Setelah Indonesia membangun selama 50 tahun, kita bisa melihat hasilnya bila dibandingkan dengan negara-negara lain di Asia yang jauh lebih maju. Padahal di tahun 1960an kita masih sama-sama miskin dengan negara-negara itu.
Kelompok Mafia Berkeley itu selalu berkilah bila kita membandingkan Indonesia dengan Singapura, maka mereka mengatakan bahwa Singapura maju karena penduduknya sedikit. Tetapi Singapura yang luasnya hanya 700 km persegi, separuh dari luas Kabupaten Bekasi, penduduknya 5,5 juta, juga punya sumber daya yang sangat terbatas untuk bisa berkembang maju.
Bahkan semua bahan pangan pun diimpor karena tidak punya lahan untuk bercocok tanam. Singapura tidak punya tambang seperti kita, emas, perak, tembaga, nikel, timah, bauksit, aluminium, biji besi, batubara dan sebagainya. Mereka juga tidak punya jutaan hektar hutan untuk ditebang seperti kita. Tetapi Singapura sangat maju karena sangat pandai dalam memilih kebijakan ekonomi yang mampu meningkatkan kemajuannya dengan pesat .
Demikian juga negara maju di Asia seperti Jepang, Korea Selatan, Taiwan yang tidak punya sumber daya alam yang luar biasa kaya seperti Indonesia. Tetapi mereka sangat maju. Jepang pun sebagian besar bahan bakar energinya di impor dari luar. Taiwan tidak punya sumber gas tetapi eksportir hasil industri petrokimia nomor tiga terbesar di dunia.
Sedangkan gas dalam bentuk LNG, yang bernilai tambah rendah, sebagai bahan bakunya sebagian diimpor dari Indonesia yang kaya dengan sumber gas. Bahkan Malaysia mengembangkan industri petrokimia yang besar di Kertih, negara bagian Trengganu yang 40 persen LNG-nya impor dari Natuna dan hasil industri petrokimianya diimpor oleh pabrik petrokimia di Cilegon, Banten.
Menggapa negara-negara itu maju cepat? Antara lain karena mereka fokus kepada sektor yang bernilai tambah tinggi seperti industri elektronik, permesinan, petrokimia, otomotif, perkapalan. Bahkan, industri kapal Korea Selatan salah satu yang terbesar didunia.

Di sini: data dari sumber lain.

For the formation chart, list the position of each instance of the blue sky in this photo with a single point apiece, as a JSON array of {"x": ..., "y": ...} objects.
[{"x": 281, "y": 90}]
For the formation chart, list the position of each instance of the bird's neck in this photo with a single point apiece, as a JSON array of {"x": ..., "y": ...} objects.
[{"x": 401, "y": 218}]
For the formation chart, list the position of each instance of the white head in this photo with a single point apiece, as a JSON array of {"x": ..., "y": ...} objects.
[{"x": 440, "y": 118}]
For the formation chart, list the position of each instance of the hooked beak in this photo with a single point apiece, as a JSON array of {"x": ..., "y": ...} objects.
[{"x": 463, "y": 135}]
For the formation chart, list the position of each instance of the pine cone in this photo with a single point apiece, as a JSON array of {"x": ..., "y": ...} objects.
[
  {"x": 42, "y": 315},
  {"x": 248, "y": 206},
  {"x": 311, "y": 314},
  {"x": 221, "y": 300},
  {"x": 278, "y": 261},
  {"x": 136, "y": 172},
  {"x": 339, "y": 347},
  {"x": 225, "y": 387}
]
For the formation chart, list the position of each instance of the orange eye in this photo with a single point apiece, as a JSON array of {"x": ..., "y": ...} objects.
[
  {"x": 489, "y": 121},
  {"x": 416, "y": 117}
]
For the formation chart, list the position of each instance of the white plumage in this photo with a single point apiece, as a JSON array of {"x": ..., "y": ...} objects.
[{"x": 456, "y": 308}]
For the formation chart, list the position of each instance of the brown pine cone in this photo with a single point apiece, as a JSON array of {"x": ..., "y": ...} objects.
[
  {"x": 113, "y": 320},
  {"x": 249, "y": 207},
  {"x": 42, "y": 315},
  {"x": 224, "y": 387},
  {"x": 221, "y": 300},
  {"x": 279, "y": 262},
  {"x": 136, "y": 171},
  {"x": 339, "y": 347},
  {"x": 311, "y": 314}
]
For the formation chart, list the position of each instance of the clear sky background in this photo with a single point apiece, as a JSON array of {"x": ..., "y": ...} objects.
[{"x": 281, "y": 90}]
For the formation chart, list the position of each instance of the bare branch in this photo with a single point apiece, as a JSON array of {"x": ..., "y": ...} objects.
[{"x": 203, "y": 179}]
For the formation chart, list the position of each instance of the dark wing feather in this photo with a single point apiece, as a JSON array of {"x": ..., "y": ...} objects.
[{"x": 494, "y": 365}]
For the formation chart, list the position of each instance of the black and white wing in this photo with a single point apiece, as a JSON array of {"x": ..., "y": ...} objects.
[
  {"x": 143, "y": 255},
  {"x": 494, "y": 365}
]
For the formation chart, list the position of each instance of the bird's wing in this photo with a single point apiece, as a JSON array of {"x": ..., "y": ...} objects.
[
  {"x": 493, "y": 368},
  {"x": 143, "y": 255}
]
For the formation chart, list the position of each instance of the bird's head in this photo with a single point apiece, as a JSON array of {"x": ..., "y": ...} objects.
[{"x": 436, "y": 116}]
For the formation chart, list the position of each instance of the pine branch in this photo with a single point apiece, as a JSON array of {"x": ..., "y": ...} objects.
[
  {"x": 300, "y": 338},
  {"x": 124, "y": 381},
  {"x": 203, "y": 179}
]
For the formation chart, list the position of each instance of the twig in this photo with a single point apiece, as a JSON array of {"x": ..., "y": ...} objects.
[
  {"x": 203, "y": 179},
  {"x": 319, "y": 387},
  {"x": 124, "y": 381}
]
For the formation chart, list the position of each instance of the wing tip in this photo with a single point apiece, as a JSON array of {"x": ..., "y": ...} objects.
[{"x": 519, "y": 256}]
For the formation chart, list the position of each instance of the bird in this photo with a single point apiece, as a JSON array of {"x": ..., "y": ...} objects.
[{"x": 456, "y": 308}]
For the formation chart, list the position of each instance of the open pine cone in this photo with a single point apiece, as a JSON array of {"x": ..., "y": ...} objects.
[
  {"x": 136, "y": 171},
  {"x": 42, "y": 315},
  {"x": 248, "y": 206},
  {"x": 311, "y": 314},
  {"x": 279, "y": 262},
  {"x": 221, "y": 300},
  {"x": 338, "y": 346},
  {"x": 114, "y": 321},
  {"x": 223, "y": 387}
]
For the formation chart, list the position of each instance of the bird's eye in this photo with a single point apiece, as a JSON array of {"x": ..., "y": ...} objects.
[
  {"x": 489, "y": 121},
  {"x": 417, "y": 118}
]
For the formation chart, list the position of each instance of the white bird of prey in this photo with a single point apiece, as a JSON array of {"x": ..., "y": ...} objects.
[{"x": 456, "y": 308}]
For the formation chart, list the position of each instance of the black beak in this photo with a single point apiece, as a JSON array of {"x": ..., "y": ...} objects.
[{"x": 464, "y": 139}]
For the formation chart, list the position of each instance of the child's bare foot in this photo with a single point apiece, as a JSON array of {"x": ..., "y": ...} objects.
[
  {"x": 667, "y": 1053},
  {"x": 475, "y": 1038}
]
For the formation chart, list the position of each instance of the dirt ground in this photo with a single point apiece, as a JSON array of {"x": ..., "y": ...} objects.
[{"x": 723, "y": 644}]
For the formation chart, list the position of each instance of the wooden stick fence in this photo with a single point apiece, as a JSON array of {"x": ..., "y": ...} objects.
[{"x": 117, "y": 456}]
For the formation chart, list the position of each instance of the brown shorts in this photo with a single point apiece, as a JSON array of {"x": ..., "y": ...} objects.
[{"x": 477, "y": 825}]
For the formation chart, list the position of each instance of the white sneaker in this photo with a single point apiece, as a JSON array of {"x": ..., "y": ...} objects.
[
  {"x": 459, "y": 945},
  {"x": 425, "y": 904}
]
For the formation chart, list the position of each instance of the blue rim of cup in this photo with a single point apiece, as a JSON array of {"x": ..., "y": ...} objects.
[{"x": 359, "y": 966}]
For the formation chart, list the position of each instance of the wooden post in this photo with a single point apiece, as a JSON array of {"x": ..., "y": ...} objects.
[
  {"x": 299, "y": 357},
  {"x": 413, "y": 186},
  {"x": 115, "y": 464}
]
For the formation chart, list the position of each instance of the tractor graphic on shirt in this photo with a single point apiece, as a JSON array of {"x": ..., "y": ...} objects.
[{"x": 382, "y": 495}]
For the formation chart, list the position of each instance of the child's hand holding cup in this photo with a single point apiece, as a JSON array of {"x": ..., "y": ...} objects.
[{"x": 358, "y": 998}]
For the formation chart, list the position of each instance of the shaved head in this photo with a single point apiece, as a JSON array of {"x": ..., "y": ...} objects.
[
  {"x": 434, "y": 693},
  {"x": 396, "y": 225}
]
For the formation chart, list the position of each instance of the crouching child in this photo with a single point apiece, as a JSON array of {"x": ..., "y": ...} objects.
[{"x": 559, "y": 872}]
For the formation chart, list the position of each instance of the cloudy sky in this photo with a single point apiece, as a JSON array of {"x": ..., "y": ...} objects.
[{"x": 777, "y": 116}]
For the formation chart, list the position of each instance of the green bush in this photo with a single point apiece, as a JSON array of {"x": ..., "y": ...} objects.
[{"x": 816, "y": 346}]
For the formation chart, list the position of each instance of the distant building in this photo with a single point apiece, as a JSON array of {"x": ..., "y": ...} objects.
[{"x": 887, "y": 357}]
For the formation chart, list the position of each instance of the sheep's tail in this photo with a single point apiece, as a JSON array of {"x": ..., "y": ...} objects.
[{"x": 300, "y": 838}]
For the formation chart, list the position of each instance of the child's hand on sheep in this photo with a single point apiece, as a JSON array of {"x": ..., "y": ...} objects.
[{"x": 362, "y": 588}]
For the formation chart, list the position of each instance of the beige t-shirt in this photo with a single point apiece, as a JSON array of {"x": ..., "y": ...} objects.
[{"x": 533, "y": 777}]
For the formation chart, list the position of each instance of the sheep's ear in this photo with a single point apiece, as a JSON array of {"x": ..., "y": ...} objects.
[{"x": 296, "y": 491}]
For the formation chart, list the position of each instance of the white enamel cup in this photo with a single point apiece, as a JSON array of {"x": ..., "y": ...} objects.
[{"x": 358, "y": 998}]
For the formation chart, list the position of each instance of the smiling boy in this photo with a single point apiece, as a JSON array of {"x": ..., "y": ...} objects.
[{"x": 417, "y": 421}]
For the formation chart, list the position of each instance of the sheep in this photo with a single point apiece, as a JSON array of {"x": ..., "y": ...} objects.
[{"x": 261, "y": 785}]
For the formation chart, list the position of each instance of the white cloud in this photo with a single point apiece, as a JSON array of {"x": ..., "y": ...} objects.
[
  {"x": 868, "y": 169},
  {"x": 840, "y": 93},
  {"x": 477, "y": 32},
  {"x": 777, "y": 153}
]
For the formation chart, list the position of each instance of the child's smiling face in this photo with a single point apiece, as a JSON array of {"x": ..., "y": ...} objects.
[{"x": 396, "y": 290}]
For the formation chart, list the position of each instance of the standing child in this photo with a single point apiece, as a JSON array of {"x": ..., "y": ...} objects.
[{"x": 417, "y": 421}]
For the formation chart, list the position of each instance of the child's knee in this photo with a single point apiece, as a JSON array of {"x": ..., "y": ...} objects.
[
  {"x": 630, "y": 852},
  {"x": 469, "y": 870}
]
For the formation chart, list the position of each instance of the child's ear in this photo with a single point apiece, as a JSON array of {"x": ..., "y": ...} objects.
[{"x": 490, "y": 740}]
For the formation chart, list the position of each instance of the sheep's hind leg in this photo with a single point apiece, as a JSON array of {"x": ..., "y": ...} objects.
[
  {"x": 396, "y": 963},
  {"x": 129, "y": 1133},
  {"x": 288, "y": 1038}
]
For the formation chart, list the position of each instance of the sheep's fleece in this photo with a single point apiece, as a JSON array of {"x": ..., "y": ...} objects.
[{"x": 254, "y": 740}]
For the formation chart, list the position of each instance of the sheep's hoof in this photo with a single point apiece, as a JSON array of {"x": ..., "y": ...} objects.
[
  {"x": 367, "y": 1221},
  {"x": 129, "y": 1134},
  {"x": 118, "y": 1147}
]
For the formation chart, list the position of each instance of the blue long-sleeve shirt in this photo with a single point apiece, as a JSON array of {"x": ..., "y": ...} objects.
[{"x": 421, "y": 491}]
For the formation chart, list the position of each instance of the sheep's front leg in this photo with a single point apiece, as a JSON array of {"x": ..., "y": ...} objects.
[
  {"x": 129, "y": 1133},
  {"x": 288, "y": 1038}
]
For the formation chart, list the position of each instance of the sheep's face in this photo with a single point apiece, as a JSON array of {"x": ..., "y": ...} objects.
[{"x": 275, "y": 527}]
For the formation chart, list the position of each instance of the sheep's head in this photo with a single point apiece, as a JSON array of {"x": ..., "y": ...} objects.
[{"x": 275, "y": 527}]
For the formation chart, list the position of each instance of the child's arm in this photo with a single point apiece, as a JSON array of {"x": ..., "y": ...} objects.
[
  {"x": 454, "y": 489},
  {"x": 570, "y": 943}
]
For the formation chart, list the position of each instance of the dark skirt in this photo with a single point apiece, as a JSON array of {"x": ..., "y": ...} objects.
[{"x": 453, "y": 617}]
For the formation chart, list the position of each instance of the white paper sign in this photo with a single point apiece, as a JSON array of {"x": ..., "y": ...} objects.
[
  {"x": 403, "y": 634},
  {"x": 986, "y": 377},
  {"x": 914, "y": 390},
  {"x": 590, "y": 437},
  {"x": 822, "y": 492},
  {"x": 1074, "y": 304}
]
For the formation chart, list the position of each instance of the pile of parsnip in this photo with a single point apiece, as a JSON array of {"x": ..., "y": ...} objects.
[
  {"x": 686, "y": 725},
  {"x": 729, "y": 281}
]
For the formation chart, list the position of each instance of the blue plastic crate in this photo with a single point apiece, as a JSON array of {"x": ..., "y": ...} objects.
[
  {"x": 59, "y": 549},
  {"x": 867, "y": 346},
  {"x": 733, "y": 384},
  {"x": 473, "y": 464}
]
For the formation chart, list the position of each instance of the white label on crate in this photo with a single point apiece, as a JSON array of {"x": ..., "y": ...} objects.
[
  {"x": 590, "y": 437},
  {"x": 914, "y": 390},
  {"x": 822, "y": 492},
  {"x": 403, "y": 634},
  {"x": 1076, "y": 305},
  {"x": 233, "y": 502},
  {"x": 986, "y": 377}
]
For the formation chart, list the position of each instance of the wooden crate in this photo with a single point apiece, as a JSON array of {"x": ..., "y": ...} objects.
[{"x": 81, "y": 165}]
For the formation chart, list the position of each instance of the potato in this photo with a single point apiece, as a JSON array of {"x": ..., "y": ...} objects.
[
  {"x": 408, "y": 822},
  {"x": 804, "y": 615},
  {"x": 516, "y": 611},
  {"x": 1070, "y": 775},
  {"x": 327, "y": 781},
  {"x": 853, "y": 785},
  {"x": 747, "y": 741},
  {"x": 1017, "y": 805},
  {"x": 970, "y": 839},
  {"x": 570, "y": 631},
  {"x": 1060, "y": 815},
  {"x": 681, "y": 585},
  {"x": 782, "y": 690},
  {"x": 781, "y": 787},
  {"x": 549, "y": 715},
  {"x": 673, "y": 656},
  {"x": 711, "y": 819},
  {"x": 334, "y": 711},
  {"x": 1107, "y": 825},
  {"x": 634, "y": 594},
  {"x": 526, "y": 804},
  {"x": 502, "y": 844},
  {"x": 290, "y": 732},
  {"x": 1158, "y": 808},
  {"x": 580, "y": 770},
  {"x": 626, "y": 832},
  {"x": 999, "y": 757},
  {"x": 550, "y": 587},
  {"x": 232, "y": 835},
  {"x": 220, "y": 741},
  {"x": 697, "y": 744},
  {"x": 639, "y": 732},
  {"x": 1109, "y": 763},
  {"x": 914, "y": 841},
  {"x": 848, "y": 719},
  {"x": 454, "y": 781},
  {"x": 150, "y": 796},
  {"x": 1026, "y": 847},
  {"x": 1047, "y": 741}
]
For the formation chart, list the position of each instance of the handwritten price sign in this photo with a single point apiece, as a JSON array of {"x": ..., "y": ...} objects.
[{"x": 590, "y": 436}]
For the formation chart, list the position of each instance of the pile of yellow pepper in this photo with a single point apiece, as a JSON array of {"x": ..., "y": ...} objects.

Dan mengapa Indonesia jauh lebih lambat kemajuannya karena hanya fokus kepada sektor bahan mentah yang bernilai tambah rendah seperti CPO, batubara, LNG, perikanan tangkap dan lain-lain.
Selama 50 tahun membangun, akhirnya Indonesia hanya bisa mencapai GDP per kapita $3600, sedangkan Singapura bisa mencapai $51,400, hampir 15 kali lipat kita. Lalu Korea Selatan $25.500, 7 kali lipat kita, Taiwan $22.500, 6,25 kali lipat kita dan bahkan Malaysia bisa mencapai  $11.000, 3 kali lipat kita.
Selama 50 tahun menteri-menteri ekonomi selalu dijabat oleh Mafia Berkeley dan anak cucu muridnya sampai sekarang, kecuali pada masa pemerintahan Presiden Abdurrahman Wahid selalu mengikuti kebijakan ekonomi dan pengarahan Mafia Berkeley. Terbukti menghasilkan ketertinggalan yang sangat jauh dengan bangsa-bangsa maju di Asia.
Apabila dominasi anak cucu murid Mafia Berkeley ini tetap melekat dalam pemerintahan sebagai menteri-menteri ekonomi, maka bisa dipastikan bahwa dalam 25 tahun kedepan Indonesia akan ketinggalan lagi dari Vietnam dan Filipina. Karena Indonesia sudah tiga tahun ini dan ke depannya, perekonomiannya hanya tumbuh 5 persenan. Sementara Vietnam dan Filipina tumbuh 6,5-7 persen per tahun.
Bisa jadi GDP per kapita Vietnam dan Filipina, 25 tahun lagi dua atau tiga kali dari Indonesia. Dan kita hanya mampu kirim TKI ke Vietnam dan Filipina.